Сейчас фильм разочаровал меня. Картина снималась с «классовых позиций», по которым все белые были негодяями, а все красные – благородными героями. Я, по своей войне, знал, что это не так, что негодяи бывают и с той и с другой стороны, – все дело не в человеческих качествах отдельных солдат, а в целях каждой из сторон.

Фильмы, как тот, о котором я начал думать теперь, после разговора с Борисом Немечеком, в те времена назывались фильмами «на скользкую тему». На такой теме можно было поскользнуться, упасть и больше не подняться. Я знал это. И тем не менее засел за сценарий. Я не мог поступить по-другому.
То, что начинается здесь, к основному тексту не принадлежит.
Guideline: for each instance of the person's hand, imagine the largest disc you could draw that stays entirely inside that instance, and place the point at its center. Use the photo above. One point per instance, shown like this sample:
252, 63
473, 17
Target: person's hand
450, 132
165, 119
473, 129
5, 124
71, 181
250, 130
Получив передышку, я собрал прежние свои наброски, привел их в порядок, что-то дописал, и получился, как я полагал, хороший сценарий. Работать было трудно и радостно. Всем своим существом, всеми своими мыслями я погрузился в атмосферу тех лет. Я ощущал дыхание революции, жил ее страстями, с радостью ощущал свою причастность к ней. В ней было то, что мне по-настоящему дорого. Мне казалось, что я нашел себя.